Our results also revealed two results of biological interest. The distinction between weak staining for p53 and no measurable expression was made by our group in a qualitative manner after careful validation of the p53 IHC,8 demonstrating the different mutation status associated to this pattern. For the first time to our knowledge, this is now reproduced using DIA from standard brightfield IHC staining. The importance of this finding requires a subsequent, independent cohort; however, this observation highlights the potential of DIA in generating results with a broader genomic relevance.
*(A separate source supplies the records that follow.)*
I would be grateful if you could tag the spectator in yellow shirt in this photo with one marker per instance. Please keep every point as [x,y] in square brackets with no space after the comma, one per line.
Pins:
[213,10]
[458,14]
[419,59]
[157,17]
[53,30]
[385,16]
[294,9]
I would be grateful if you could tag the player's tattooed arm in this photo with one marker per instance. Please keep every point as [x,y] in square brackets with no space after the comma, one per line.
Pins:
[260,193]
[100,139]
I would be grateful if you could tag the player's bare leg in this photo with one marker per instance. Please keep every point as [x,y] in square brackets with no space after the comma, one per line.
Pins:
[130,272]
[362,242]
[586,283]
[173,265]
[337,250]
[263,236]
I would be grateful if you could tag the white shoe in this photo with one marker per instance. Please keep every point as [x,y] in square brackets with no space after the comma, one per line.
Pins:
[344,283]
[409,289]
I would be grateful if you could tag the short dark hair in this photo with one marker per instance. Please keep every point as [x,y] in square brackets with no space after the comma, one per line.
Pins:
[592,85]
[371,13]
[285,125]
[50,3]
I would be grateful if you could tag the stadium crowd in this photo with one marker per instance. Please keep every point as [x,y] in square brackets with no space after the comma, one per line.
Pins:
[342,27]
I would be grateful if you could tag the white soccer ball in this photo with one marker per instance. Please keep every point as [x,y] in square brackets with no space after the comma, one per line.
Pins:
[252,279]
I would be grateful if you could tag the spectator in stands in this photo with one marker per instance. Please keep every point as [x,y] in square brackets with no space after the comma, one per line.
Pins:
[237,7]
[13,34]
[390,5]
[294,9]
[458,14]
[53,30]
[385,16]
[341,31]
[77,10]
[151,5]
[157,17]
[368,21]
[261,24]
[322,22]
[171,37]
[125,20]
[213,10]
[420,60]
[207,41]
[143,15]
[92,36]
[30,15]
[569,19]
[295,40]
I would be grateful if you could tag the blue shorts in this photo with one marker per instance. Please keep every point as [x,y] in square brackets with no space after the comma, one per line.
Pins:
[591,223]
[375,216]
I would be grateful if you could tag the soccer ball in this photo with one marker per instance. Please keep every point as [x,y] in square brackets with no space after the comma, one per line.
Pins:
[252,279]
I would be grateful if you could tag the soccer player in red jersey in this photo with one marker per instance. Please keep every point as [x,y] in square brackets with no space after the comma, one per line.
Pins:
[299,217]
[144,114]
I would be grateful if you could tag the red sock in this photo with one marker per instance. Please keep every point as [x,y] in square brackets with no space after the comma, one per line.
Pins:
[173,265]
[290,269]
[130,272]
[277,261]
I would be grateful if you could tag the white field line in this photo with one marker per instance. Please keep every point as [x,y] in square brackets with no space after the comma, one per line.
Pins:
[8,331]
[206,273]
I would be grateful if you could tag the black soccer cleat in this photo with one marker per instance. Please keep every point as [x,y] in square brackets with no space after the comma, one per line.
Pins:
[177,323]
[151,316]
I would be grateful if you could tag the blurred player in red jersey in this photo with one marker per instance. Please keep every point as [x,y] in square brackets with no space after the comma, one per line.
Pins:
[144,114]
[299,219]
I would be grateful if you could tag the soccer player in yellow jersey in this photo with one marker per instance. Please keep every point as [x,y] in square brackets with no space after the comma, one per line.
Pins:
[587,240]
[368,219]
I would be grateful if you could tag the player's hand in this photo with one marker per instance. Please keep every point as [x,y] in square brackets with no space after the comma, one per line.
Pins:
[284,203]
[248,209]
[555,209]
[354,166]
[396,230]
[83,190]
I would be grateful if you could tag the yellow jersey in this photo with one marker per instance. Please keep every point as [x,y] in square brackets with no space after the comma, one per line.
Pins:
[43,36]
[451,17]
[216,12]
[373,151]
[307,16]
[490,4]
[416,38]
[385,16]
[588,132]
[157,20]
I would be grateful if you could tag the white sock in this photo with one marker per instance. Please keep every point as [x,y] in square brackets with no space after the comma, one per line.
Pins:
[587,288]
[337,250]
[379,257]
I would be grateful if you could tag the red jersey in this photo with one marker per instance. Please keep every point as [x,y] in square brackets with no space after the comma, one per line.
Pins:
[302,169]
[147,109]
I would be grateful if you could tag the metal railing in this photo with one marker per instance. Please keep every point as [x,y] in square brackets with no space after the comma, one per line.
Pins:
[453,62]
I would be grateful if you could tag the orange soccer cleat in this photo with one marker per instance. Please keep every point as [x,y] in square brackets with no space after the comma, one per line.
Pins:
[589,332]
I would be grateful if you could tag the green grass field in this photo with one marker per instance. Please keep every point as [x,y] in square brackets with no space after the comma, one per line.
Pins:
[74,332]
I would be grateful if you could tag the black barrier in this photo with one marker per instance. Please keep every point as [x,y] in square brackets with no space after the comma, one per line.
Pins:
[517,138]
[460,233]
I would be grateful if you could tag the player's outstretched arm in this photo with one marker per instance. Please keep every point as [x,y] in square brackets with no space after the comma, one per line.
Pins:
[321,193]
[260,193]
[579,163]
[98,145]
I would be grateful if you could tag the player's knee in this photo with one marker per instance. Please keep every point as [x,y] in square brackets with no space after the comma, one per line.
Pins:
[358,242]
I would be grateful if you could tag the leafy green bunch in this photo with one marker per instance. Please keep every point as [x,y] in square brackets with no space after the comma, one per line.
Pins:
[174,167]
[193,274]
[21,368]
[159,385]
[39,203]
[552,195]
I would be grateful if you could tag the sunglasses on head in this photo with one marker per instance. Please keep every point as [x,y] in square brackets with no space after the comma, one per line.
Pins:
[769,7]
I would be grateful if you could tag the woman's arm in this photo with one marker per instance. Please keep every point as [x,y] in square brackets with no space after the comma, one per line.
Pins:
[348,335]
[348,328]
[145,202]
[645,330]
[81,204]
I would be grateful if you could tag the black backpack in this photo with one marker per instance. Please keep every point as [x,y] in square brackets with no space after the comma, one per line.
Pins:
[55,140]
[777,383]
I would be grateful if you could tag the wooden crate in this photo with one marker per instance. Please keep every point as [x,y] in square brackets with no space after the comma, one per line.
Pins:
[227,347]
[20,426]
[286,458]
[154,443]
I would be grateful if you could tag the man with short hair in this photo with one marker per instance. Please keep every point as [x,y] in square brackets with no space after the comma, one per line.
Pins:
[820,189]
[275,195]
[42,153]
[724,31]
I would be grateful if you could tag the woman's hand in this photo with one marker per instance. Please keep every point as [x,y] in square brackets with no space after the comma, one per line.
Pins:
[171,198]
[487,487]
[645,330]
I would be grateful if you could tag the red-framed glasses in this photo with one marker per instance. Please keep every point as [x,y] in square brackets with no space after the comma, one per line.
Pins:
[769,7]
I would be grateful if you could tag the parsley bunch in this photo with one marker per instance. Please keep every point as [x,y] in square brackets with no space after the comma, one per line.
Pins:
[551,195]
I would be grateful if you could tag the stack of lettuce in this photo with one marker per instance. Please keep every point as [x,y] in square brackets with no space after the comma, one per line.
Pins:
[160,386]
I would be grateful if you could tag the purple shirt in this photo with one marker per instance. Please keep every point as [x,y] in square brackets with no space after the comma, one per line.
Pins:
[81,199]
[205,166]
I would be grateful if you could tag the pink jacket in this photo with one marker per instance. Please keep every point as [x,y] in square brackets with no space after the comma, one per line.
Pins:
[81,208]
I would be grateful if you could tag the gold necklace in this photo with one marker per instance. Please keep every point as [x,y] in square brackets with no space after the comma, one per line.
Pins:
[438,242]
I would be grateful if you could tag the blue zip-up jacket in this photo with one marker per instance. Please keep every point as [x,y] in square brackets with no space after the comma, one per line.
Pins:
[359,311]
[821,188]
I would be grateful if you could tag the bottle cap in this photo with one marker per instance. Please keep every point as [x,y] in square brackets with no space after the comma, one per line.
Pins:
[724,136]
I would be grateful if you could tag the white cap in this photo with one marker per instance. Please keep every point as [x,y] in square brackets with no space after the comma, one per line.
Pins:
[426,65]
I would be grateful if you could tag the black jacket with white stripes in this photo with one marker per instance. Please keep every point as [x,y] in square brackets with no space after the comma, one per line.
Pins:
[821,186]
In addition, our initial results showed the strong dependence of Ki67 scoring on the specific antibody used, in keeping with previous reports.9 However, by separately analyzing ER-positive and ER-negative patients, we further demonstrated that substantial differences in the interpretation of Ki67 existed for this cohort. These results are perhaps surprising, given that it is well established that a high Ki67 labeling index is associated with worse prognosis.16 Nevertheless, it is also known that Ki67 score can be predictive of neoadjuvant chemotherapy response,29 and mean Ki67 labeling indices have been found to be higher in patients with a pathological complete response after neoadjuvant chemotherapy; this has led to the hypothesis that there may be a high cutoff above which prognosis is better than in patients with lower Ki67 values.30 As all patients within the cohort in this study received anthracycline-based chemotherapy,8 our findings that high Ki67 values within the ER-negative subgroup are significantly associated with better overall survival lends tentative support to this hypothesis, and warrants further investigation. In any case, the fact that the ‘correct’ interpretation of Ki67 may take on opposing roles depending upon the treatment and molecular subtype of the cancer may shed some further light on why it has proven so difficult to establish a standardized approach to Ki67 evaluation with a single accepted methodology and cutoff value,16, 24 as the best cutoff found within each study is highly dependent upon the makeup of the cohort. Our comparison of two antibodies against Ki67 has also reiterated the importance of antibody selection.

Based upon all our results, we are able to draw some conclusions regarding the application of DIA to biomarker evaluation. First, we have shown that it is possible to robustly score a range of biomarkers in TMAs without a need for a tumor identification marker. Second, we have demonstrated that tumor identification may not be essential in all cases whenever the goal is simply to ascertain an association between the biomarker and survival within TMAs; however, where it is applied, tumor recognition improves the robustness of the scoring by removing one confounding factor. Furthermore, for some biomarkers, it can be particularly important that the correct cells are being scored in order to identify subtle effects. Third, we have shown the benefits of using scoring metrics for DIA with a high dynamic range. This improves the ability to distinguish between more subtle differences, whereas also increasing the tolerance to a small number of artifacts or misclassifications. The H-score meets this criterion but the Allred score does not. Thus, it should be kept in mind when planning DIA studies that the preferred method of scoring may well differ from that which would be used by a pathologist scoring manually.